By: Jennifer Rubin
Before 2018, it was conventional wisdom in polling and political circles that Hispanic voters were less likely to register and less likely to turn out to vote than white and African American voters. Something changed in 2018.
Reinforcing findings from a study from UCLA, Univision researchers found that, among Hispanic voters, there were “across the board voter registration and turnout increases in the key primary and general election states of Arizona, Colorado, Georgia, New Mexico, North Carolina, Ohio and Pennsylvania.” There were extremely significant, especially since this particular study did not include California, Florida and Texas, which were the subject of the UCLA study.
The numbers are quite remarkable, especially given this was not a presidential election. “In Arizona nearly 3 in 10 new registered voters were Hispanic. In Colorado 1 in 5 new registered voters were Hispanic. In New Mexico nearly half of all new registered voters were Hispanic. In North Carolina the number of Hispanic registered voters grew +28% while Non-Hispanics declined -4%.” (Emphasis in the original.)

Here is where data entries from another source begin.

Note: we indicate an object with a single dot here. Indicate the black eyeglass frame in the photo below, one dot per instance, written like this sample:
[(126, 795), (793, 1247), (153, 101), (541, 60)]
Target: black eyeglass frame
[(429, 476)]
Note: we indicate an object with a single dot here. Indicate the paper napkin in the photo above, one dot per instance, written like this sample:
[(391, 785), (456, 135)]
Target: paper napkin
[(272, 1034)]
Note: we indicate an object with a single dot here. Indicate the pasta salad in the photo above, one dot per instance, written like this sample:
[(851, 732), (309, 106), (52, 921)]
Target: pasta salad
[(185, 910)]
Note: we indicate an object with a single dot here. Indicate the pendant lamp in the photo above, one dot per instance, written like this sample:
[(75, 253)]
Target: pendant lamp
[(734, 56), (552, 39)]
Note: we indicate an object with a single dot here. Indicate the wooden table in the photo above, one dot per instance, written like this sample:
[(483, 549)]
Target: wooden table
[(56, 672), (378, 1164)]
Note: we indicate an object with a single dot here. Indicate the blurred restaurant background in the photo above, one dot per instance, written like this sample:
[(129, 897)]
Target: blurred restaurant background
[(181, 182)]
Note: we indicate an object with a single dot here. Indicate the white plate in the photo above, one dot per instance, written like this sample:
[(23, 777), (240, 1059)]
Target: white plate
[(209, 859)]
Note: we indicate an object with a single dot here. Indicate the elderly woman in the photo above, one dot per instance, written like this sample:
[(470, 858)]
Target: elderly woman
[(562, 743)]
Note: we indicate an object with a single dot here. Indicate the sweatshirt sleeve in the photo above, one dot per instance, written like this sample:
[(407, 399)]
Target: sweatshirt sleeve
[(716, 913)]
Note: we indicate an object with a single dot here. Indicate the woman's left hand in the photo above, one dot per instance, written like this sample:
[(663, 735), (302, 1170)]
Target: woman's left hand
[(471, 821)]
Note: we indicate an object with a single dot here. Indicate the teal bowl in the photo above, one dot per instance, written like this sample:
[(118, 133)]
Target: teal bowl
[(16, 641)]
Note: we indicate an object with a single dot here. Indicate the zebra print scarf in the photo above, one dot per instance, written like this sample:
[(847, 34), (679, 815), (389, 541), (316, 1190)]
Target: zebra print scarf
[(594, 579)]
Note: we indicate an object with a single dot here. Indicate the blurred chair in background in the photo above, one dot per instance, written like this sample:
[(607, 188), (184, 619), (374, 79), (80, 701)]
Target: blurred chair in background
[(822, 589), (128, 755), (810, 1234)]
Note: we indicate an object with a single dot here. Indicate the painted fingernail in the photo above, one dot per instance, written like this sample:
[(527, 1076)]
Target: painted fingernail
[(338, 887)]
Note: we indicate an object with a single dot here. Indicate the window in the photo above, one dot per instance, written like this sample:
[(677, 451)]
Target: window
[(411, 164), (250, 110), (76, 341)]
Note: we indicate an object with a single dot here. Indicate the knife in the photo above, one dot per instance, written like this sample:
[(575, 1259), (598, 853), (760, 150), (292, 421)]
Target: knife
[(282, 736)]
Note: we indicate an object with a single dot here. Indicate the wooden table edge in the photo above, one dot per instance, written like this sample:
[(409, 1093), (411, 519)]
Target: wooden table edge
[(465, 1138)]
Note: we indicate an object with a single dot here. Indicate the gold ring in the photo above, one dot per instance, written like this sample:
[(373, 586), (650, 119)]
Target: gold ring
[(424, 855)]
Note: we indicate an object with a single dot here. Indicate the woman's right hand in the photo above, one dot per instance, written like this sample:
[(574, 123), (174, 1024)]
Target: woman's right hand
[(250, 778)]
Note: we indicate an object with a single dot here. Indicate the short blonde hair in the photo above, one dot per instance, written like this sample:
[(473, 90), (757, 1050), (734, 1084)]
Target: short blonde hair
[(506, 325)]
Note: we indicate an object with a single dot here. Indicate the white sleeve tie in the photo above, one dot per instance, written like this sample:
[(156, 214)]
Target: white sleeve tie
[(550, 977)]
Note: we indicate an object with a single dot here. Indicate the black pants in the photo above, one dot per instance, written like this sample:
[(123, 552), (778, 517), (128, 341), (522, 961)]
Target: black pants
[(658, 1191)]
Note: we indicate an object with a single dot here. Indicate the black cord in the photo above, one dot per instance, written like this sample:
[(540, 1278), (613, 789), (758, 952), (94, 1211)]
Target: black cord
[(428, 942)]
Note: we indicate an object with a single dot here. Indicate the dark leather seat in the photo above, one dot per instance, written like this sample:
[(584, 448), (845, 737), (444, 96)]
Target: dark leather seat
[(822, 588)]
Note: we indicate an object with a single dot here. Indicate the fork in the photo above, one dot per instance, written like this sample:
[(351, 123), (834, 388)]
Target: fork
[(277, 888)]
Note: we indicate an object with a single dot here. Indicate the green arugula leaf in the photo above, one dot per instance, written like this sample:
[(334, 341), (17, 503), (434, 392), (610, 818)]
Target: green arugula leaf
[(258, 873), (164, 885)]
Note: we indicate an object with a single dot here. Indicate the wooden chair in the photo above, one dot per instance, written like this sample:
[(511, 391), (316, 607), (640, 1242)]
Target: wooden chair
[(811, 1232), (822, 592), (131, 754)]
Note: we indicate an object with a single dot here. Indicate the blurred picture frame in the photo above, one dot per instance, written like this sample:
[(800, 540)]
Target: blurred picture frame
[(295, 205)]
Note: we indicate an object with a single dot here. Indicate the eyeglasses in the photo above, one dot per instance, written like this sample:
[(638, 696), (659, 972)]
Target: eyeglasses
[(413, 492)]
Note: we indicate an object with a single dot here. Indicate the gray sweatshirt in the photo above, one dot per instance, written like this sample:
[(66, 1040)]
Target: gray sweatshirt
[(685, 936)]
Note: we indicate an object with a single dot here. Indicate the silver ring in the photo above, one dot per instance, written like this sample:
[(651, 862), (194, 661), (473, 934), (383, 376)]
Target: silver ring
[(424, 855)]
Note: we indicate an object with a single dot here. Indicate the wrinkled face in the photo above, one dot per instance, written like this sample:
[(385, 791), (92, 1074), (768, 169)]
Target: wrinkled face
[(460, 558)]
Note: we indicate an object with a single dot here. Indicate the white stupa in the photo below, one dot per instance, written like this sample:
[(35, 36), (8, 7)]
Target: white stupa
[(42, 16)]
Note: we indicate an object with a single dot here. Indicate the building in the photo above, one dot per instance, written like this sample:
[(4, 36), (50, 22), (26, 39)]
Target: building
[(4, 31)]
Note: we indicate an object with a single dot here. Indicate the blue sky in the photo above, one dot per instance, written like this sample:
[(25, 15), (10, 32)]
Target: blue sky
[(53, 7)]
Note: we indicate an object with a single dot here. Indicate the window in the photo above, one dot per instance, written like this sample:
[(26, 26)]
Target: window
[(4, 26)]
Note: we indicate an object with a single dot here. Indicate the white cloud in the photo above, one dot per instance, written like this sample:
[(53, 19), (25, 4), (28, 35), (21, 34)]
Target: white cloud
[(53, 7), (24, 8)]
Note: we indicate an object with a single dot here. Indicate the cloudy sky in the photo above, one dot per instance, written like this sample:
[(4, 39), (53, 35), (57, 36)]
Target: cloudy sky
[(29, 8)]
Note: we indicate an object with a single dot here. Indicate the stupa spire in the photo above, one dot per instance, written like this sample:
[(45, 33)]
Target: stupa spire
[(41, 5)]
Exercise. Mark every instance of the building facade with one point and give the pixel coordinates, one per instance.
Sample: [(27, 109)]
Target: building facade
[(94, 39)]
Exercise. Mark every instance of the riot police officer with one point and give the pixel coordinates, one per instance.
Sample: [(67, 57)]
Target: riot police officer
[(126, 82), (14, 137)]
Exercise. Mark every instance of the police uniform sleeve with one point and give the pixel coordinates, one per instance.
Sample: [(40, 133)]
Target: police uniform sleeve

The study also included these data points:
Hispanic voters delivered reliable and consequential increases in voter participation on average almost doubling turnout across these 7 key states
Independent/Other Hispanic voters were especially energized to go the polls, more than doubling turnout in these states on average
Growth in the number of Hispanic voters aged 18-24 tripled on average across AZ, CO, GA, NM, NC, OH, and PA.
Growth in the number of Hispanic voters aged 25-34 nearly doubled on average across these states.
Must-win Super Tuesday states Colorado and Georgia in addition to early state Ohio saw growth in Hispanic 18-24 voters more than triple and nearly double among the 25-34 demographic
As one might expect, due to greater interest, registration and turnout among Hispanic voters, there was a 67 percent increase in ads targeting Hispanic voters.
Hispanic voters made up 11 percent of the electorate in 2018, about equal to the percentage of African American voters. In 2014, Hispanics made up 8 percent of the electorate. In 2018, Democrats captured 69 percent of the Hispanic vote (73 percent of Hispanic women), compared with 90 percent of blacks and 44 percent of whites.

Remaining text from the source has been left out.